From: John Garry <john.g.garry@oracle.com>
To: Abd-Alrhman Masalkhi <abd.masalkhi@gmail.com>,
song@kernel.org, yukuai@fygo.io, magiclinan@didiglobal.com,
xiao@kernel.org, axboe@kernel.dk, martin.petersen@oracle.com
Cc: linux-raid@vger.kernel.org, linux-kernel@vger.kernel.org
Subject: Re: [PATCH 2/7] md/raid1: handle atomic writes that require splitting
Date: Tue, 23 Jun 2026 12:38:23 +0100 [thread overview]
Message-ID: <007416b5-d099-406d-b1d1-ff0db2edc48a@oracle.com> (raw)

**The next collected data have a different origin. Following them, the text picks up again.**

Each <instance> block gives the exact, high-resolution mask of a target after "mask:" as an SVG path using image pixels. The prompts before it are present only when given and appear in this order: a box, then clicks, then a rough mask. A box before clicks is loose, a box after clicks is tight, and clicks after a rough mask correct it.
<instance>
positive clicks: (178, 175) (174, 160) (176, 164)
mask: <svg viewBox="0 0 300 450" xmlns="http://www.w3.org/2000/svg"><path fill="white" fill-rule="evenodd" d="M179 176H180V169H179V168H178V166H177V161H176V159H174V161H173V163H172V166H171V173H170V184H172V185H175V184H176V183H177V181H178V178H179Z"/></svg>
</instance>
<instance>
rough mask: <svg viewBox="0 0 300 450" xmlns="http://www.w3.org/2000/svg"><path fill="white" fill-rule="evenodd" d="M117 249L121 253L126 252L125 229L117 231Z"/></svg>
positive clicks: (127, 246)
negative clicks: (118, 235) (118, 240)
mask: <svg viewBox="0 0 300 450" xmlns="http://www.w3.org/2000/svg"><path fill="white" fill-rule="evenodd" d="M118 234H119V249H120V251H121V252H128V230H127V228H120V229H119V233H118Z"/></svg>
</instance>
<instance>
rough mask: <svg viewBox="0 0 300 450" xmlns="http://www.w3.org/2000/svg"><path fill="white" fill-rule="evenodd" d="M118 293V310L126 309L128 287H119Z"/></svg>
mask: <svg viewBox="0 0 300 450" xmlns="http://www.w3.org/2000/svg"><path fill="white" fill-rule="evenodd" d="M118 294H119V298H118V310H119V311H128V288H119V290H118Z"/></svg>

In-Reply-To: <m2mrwl1sha.fsf@gmail.com>
On 23/06/2026 11:06, Abd-Alrhman Masalkhi wrote:
> On Tue, Jun 23, 2026 at 10:20 +0100, John Garry wrote:
>> On 23/06/2026 09:58, Abd-Alrhman Masalkhi wrote:
>>> On Tue, Jun 23, 2026 at 09:11 +0100, John Garry wrote:
>>>> On 23/06/2026 08:24, Abd-Alrhman Masalkhi wrote:
>>>>> If a request already requires splitting when entering
>>>>> raid1_write_request(), the current code allows it to proceed until it
>>>>> eventually reaches the split path.
>>>>
>>>> The block layer should catch invalid atomic writes in
>>>> submit_bio_noacct() -> blk_validate_atomic_write_op_size() before we
>>>> even get as far as the md atomic write handling. Having the check in
>>>> bio_submit_split_bioset() is really just a fail-safe for the block layer
>>>> not catching invalid atomic writes or the atomic writes queue limits not
>>>> being properly calculated.
>>> The request size itself satisfies the currently advertised atomic write
>>> limits, so blk_validate_atomic_write_op_size() allows it. The problem
>>> is that RAID1 may further restrict atomic writes to a single barrier
>>> unit via align_to_barrier_unit_end(). Therefore a request that crosses
>>> a barrier-unit boundary can still reach raid1_write_request() with
>>> max_sectors < bio_sectors(bio).
>>>
>>> If the barrier-unit restriction should instead be advertised through the
>>> atomic write queue limits,
>>
>> It should. Any restrictions should be advertised up front. For the user
>> to issue an atomic write which is valid according to limits, then it
>> should succeed.
>>
>
> I'll take a look at how best to expose that through the queue limits and
> rework this part accordingly. If there is already an existing mechanism
> you had in mind, I'd appreciate any pointers.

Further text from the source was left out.